From	Andy <borucki.andrzej@gmail.com>
Date	2019-12-20 04:53 -0800
Subject	Reachability of DFA part
Message-ID	<19-12-008@comp.compilers>

Sometmimes part of DFA can be unreached: ab(a|b)*ba - ba is unreachable.
Solution is check back transitions - must be >0 back transitions from each
state (and >0 transitions from each non-finished state)? Or are better methods
- if can exists cases, if all backtransitions count > 0 and still
unreachable?

[toc] | [next] | [standalone]

#2390

From	Kaz Kylheku <493-878-3164@kylheku.com>
Date	2019-12-20 16:06 +0000
Message-ID	<19-12-009@comp.compilers>
In reply to	#2389

On 2019-12-20, Andy <borucki.andrzej@gmail.com> wrote:
> Sometmimes part of DFA can be unreached: ab(a|b)*ba - ba is unreachable.
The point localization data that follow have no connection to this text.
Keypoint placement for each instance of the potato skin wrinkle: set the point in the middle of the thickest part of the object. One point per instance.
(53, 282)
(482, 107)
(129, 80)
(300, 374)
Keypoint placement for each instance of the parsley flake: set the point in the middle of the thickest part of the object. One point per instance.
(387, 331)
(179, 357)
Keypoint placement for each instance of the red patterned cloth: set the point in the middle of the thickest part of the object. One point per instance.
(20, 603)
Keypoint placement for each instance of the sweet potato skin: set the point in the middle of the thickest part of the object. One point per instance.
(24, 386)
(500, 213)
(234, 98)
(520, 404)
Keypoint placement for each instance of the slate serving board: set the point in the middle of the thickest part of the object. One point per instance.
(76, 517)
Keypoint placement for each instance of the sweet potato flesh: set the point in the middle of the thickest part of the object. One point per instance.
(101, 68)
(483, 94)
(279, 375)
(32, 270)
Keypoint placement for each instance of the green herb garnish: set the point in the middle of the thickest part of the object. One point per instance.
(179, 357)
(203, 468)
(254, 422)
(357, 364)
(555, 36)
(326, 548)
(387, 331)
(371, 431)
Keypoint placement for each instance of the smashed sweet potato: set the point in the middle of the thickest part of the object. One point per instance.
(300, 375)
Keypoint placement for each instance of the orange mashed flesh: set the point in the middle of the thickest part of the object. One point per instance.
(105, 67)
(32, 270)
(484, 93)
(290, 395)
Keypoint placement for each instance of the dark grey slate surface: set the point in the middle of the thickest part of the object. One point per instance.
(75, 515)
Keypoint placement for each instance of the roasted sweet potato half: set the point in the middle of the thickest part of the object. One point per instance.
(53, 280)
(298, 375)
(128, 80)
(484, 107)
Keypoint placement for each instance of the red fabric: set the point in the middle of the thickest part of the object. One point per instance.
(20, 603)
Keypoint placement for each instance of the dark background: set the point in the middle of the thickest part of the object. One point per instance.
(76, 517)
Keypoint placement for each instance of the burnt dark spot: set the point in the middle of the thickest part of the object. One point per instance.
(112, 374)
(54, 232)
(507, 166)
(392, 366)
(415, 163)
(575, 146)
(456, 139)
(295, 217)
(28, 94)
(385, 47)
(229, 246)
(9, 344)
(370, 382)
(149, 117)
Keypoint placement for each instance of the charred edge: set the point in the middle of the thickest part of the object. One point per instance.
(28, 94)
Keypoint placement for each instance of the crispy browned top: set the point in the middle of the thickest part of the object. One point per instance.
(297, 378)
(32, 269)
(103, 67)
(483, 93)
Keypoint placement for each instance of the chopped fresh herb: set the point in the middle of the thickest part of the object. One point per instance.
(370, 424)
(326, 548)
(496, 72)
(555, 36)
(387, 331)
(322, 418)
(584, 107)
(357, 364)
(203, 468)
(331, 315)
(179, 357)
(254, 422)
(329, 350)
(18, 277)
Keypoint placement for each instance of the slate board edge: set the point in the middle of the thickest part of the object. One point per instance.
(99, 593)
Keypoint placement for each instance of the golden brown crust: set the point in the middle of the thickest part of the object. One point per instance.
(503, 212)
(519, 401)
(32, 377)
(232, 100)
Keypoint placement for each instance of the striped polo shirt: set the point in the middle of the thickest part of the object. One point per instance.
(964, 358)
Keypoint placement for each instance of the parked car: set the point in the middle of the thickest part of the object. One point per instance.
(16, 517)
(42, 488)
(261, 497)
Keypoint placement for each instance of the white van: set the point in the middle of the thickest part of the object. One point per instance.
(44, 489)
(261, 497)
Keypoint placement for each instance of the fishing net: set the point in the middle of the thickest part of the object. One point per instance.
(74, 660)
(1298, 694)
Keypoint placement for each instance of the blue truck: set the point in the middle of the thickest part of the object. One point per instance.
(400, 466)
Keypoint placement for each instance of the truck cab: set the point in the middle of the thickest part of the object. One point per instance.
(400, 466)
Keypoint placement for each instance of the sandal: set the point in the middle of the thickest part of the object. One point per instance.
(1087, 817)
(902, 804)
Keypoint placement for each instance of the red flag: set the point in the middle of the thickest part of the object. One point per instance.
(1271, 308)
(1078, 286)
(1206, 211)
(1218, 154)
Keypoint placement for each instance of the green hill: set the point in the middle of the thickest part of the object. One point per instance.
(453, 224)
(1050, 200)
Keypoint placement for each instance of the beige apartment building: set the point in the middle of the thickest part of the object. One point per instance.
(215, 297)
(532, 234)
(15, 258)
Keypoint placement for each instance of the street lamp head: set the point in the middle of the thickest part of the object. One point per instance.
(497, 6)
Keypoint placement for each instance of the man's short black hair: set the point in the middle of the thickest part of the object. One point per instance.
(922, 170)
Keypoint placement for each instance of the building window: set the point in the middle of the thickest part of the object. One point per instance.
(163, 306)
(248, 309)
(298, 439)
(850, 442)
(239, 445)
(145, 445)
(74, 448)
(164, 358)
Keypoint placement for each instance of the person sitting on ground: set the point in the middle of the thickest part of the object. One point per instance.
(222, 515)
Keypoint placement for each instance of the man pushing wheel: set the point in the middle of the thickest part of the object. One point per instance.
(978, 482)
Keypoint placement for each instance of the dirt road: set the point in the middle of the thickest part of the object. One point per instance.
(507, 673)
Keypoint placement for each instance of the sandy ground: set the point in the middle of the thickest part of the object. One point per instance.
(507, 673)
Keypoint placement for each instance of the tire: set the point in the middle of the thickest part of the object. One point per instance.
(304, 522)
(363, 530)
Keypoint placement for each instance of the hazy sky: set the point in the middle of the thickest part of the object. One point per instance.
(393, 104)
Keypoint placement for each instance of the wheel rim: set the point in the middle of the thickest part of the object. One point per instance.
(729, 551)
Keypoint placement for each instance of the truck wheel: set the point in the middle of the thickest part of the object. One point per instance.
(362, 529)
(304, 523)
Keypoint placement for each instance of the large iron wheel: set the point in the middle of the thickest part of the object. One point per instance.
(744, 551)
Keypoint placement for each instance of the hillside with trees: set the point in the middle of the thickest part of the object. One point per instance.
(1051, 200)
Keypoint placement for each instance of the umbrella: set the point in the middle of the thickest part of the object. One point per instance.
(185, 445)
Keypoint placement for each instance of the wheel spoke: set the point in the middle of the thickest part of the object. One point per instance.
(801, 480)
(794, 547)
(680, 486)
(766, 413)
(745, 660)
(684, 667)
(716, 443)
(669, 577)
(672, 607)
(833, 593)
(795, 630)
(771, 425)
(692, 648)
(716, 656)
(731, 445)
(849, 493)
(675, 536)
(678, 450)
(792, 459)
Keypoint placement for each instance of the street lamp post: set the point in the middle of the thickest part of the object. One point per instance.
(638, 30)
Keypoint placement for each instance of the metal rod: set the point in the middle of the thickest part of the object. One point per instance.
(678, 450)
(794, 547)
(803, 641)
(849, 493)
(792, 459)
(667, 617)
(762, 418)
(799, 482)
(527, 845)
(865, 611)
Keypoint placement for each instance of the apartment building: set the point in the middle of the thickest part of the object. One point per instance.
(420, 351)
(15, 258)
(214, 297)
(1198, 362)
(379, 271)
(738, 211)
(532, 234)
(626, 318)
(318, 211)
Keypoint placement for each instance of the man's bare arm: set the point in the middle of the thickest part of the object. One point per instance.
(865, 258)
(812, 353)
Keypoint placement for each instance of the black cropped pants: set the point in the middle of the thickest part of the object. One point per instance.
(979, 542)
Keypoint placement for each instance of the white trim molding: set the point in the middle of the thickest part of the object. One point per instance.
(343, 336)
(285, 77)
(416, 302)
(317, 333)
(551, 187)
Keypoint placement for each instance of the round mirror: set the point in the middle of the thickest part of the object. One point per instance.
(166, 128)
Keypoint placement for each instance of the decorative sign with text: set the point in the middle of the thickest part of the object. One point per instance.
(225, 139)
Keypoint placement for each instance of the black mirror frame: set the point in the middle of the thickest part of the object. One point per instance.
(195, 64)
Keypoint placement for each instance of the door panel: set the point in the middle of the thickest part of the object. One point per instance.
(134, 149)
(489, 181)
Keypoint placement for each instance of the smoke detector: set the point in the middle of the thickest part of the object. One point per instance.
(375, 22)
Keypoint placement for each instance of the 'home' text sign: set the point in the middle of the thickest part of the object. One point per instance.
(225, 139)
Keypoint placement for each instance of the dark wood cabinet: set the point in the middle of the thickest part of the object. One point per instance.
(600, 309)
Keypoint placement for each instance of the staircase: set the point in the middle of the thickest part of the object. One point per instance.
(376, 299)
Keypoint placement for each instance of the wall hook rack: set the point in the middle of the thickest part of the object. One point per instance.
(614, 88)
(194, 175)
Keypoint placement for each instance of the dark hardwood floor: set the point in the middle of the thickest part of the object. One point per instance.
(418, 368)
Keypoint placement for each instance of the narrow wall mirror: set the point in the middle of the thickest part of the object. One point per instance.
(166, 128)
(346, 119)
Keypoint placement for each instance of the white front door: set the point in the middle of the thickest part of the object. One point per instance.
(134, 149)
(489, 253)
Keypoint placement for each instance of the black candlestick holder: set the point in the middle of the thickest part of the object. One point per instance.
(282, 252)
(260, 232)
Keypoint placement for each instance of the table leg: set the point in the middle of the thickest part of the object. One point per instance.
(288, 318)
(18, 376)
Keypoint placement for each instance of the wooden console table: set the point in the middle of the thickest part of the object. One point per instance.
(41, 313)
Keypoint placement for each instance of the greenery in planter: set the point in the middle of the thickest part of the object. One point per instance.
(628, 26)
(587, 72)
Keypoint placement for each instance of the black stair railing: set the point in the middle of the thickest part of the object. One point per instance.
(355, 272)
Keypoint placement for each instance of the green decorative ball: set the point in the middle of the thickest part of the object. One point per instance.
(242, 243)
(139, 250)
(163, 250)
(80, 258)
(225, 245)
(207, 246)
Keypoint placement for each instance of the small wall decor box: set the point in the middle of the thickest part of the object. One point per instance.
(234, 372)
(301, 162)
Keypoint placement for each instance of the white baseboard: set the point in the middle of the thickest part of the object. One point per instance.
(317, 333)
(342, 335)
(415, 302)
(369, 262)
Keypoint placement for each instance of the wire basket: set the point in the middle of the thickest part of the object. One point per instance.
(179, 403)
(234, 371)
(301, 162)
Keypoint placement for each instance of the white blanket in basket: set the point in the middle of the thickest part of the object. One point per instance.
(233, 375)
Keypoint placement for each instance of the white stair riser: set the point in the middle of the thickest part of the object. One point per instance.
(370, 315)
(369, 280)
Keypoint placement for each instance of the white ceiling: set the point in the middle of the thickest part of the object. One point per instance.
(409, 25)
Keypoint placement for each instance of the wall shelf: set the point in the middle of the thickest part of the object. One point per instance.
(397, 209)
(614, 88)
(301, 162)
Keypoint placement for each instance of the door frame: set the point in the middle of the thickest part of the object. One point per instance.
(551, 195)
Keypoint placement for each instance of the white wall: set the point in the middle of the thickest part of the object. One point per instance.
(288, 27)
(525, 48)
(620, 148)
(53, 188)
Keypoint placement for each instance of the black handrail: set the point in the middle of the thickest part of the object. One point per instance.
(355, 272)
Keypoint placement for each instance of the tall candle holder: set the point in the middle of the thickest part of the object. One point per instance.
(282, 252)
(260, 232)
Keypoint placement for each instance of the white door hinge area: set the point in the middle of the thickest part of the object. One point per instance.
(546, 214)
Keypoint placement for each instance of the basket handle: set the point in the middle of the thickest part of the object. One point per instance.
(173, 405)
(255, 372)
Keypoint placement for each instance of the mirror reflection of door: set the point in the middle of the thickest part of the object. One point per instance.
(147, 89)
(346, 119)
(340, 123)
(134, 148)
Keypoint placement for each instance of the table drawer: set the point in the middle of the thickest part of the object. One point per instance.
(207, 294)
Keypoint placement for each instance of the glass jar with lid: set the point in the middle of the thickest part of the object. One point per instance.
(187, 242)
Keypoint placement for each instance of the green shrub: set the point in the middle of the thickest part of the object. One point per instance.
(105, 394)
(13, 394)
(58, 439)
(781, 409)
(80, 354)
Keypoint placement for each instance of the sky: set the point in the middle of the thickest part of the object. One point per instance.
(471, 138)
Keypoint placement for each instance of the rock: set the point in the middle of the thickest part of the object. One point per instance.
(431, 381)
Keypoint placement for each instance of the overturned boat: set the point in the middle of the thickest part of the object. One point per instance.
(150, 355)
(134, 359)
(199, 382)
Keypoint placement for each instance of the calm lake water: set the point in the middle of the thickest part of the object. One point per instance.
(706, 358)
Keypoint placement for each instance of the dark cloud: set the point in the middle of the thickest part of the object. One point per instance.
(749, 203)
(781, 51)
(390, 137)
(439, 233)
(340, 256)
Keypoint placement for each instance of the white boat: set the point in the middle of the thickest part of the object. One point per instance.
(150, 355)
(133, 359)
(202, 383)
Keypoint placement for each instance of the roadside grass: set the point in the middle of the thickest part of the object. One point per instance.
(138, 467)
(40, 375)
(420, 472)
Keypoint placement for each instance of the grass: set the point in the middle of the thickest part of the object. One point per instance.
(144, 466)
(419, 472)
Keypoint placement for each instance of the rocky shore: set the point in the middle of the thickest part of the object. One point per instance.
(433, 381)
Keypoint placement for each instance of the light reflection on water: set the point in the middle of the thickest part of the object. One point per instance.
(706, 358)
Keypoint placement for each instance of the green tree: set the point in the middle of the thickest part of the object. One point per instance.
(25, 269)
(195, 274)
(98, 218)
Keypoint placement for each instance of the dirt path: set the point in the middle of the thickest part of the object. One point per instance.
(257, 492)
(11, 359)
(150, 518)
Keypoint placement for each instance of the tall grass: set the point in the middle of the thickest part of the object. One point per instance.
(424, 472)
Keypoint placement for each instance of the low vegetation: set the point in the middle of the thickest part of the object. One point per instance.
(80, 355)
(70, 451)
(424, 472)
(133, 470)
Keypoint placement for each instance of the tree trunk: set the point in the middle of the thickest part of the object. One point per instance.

That doesn't appear to be so; of course, the regular expression demands
a match on the trailing "ba".

In the NFA automaton, every time the prefix of the input given so far
ends in ba, the machine will be in an acceptance state corresponding
to that trailing ba.

Possible NFA graph:

                      .b -. .- b -> (3) -> a -> ((4))
                      |    |
                      v    ,
   (0) -> a (1) -> b (2) --.
                      ^    |
                      |    |
                      ` a -'

In the DFA, there will be a reachable state (subset of NFA states) which
contains ((4)).

--
TXR Programming Lanuage: http://nongnu.org/txr
Music DIY Mailing List:  http://www.kylheku.com/diy
ADA MP-1 Mailing List:   http://www.kylheku.com/mp1

[toc] | [prev] | [next] | [standalone]

#2393

From	Andy <borucki.andrzej@gmail.com>
Date	2019-12-21 01:15 -0800
Message-ID	<19-12-012@comp.compilers>
In reply to	#2390

W dniu piątek, 20 grudnia 2019 17:41:04 UTC+1 użytkownik Kaz Kylheku
napisał:
> In the NFA automaton, every time the prefix of the input given so far
> ends in ba, the machine will be in an acceptance state corresponding
> to that trailing ba.

Machine finally accept all strings begin from "ab" but "ba" will unused.
This is similar to definition of comment: in Pascal. comment begin at { and
end of }, careless definition is {*} which mark as comment to rest of file.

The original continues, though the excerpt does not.